Blind Pig Records: 1991

This review first appeared in the September/October 1991 issue of Living Blues magazine.

Carey Bell is a 30-year veteran Chicago harpist who most recently gained national attention with the release of last year's "Harp Attack" on Alligator Records. While "Harp Attack" brought Bell positive reviews and precious exposure, he still shared billing with two infinitely better-known harmonica players (James Cotton and Junior Wells) and the young Billy Branch.

Further, on that all-star album, Bell never sounds as at ease an in control as he does on "Mellow Down Easy."

While past Bell solo efforts have toiled in relative obscurity, "Mellow Down Easy" should escape that fate. Bell, backed by a tight band (Tough Luck, out of Maryland), really shines here. His rich, sweet sound on harp and vocals lends itself well to his melodic style of playing, and an impeccable sense of timing helps swing his music.

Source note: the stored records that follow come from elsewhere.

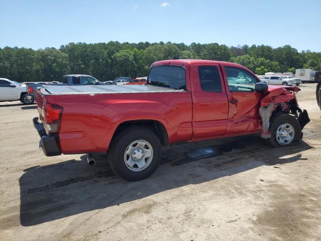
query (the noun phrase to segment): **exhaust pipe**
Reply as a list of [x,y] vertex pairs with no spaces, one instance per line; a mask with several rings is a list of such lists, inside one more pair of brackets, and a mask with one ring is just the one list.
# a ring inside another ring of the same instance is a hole
[[93,166],[96,164],[96,159],[92,154],[87,154],[87,162],[89,166]]

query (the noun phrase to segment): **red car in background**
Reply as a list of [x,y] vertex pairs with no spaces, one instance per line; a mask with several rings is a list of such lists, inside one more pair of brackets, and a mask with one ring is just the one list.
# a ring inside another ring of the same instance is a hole
[[132,79],[129,82],[125,84],[146,84],[146,79],[143,78]]

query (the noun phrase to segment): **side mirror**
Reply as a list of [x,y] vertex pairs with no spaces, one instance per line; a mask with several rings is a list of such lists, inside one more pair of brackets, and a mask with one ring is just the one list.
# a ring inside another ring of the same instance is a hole
[[267,90],[268,85],[264,82],[258,82],[255,84],[255,90],[256,92],[264,92]]

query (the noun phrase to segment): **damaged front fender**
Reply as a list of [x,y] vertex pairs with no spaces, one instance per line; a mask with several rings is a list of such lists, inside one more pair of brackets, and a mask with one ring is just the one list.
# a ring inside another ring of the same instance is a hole
[[[261,137],[270,138],[269,131],[270,119],[273,111],[281,111],[294,115],[298,120],[301,130],[310,122],[306,110],[303,111],[298,107],[295,100],[295,93],[300,90],[296,87],[277,88],[269,89],[267,94],[261,101],[259,113],[262,122],[263,132]],[[277,108],[278,110],[277,110]]]

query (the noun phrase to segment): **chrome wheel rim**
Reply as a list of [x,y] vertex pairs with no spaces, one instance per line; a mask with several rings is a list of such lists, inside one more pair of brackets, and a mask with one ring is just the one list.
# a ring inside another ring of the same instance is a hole
[[153,150],[150,144],[144,140],[137,140],[127,147],[124,161],[128,169],[139,172],[150,164],[152,157]]
[[30,104],[32,102],[32,99],[28,99],[27,98],[27,96],[25,96],[24,97],[24,101],[25,101],[25,103],[27,103],[27,104]]
[[294,139],[294,129],[288,123],[281,124],[276,128],[275,138],[280,145],[288,145]]

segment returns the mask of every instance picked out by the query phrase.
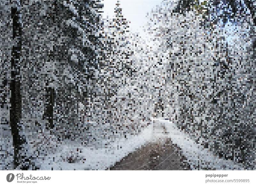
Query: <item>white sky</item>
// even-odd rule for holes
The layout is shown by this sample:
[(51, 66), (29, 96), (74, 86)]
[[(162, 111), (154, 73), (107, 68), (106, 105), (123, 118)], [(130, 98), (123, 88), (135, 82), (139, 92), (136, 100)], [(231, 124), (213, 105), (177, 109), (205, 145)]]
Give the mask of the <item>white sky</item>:
[[(141, 26), (147, 21), (147, 13), (152, 8), (159, 4), (162, 0), (120, 0), (120, 6), (125, 18), (131, 21), (130, 27), (133, 31), (142, 31)], [(111, 18), (114, 15), (114, 9), (117, 0), (104, 0), (103, 17)]]

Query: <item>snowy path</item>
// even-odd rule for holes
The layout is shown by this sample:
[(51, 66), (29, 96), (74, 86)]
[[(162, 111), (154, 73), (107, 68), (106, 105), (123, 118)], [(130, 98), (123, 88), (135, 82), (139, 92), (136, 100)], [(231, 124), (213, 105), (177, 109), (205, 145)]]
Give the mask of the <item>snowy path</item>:
[[(42, 168), (51, 170), (105, 170), (114, 165), (129, 153), (132, 152), (150, 142), (155, 142), (170, 138), (174, 144), (181, 149), (183, 155), (192, 167), (211, 168), (217, 169), (243, 169), (241, 165), (233, 161), (220, 159), (213, 153), (195, 143), (189, 135), (180, 131), (172, 122), (167, 120), (154, 119), (152, 124), (142, 130), (139, 135), (130, 135), (127, 139), (122, 138), (110, 146), (111, 148), (96, 149), (93, 147), (82, 148), (76, 142), (66, 141), (60, 147), (58, 152), (50, 155), (44, 161)], [(85, 159), (72, 163), (63, 161), (70, 151), (76, 152), (77, 156)], [(53, 157), (54, 157), (54, 161)]]

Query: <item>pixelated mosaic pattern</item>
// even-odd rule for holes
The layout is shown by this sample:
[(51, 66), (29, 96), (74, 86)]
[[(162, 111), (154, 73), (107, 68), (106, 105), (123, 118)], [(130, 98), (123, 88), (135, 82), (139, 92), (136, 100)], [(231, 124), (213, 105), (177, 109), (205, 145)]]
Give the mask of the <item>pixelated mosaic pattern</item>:
[(0, 170), (255, 169), (256, 1), (121, 3), (1, 1)]

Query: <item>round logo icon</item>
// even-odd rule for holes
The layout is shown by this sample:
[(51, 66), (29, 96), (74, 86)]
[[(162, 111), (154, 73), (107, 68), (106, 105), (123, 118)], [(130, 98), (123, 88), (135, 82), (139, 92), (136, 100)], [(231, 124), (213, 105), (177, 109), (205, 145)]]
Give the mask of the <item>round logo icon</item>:
[(8, 182), (11, 182), (14, 179), (14, 174), (12, 173), (9, 173), (6, 176), (6, 180)]

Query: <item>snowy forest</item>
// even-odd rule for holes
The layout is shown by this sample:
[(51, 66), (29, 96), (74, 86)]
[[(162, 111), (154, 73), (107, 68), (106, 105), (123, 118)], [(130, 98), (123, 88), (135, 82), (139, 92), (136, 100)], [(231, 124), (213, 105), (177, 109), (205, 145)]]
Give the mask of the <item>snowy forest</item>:
[(0, 170), (255, 169), (256, 1), (2, 1)]

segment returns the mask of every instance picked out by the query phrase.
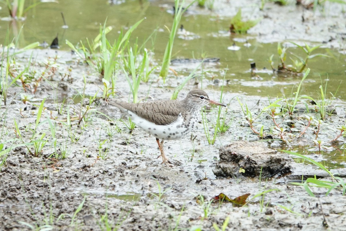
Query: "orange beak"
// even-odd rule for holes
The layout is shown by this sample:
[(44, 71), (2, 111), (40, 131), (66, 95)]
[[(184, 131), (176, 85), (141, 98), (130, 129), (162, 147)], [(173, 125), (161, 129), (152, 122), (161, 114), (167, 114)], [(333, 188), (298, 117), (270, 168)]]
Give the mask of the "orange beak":
[(209, 100), (209, 103), (212, 104), (219, 105), (219, 106), (222, 106), (222, 107), (226, 107), (226, 105), (224, 104), (222, 104), (221, 103), (217, 102), (216, 101), (214, 101), (213, 100)]

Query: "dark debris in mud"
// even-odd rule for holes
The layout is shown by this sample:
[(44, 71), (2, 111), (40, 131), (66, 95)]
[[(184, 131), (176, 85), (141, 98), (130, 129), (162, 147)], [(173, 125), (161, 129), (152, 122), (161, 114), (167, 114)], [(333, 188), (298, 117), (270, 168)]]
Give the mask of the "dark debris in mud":
[(220, 158), (213, 170), (217, 176), (277, 176), (291, 172), (294, 162), (288, 154), (268, 148), (263, 142), (246, 141), (220, 148)]

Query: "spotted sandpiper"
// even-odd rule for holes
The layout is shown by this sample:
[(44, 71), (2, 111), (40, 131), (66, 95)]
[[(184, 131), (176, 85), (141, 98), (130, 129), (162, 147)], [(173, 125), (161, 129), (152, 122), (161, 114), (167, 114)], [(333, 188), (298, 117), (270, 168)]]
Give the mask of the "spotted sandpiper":
[[(165, 140), (180, 139), (198, 122), (202, 107), (209, 104), (226, 105), (209, 99), (204, 91), (192, 90), (182, 100), (158, 100), (133, 103), (118, 100), (109, 103), (126, 114), (141, 129), (156, 138), (162, 163), (169, 165), (165, 155)], [(160, 142), (160, 139), (161, 139)]]

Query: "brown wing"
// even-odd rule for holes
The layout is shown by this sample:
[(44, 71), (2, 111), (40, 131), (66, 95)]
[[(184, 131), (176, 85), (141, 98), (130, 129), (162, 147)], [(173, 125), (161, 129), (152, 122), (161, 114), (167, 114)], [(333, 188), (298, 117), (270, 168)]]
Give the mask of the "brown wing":
[(181, 101), (178, 100), (160, 100), (140, 103), (116, 101), (110, 104), (120, 109), (130, 111), (159, 125), (174, 122), (181, 111)]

Still, he's fully capable of getting down and dirty. On "Delta Time," for instance, he evokes memories of his own Southern roots (Meridian, Miss.) while band member Lips Lackowitz lays down riffs from "Shortnin' Bread" on rhythm harp, and Bell captures the traditional sound of a freight train on the intro to his own "That Spot Right There."

Bell wrote or co-wrote give of the songs here, all of which hold their own, but it is his choice of covers that betrays his exemplary taste. From Willie Dixon's "Mellow Down Easy" through W.C. Handy's "St. Louis Blues" and back to Muddy Waters' "Walkin' Thru the Park," Bell plays with an exciting combination of skill and panache that never lets the reputation of the composers overshadow his own performance.

Bell is hardly the only talent here, though. Guitarist Steve Jacobs plays with taste and forethought (check out his fills on the cover of Eddie Boyd's "Five Long Years"), while bassist Brian McGregor and drummer Buddy Grandell help keep the music swinging.

"Mellow Down Easy" is a welcome effort from an undeservedly under-recognized master of the blues harp.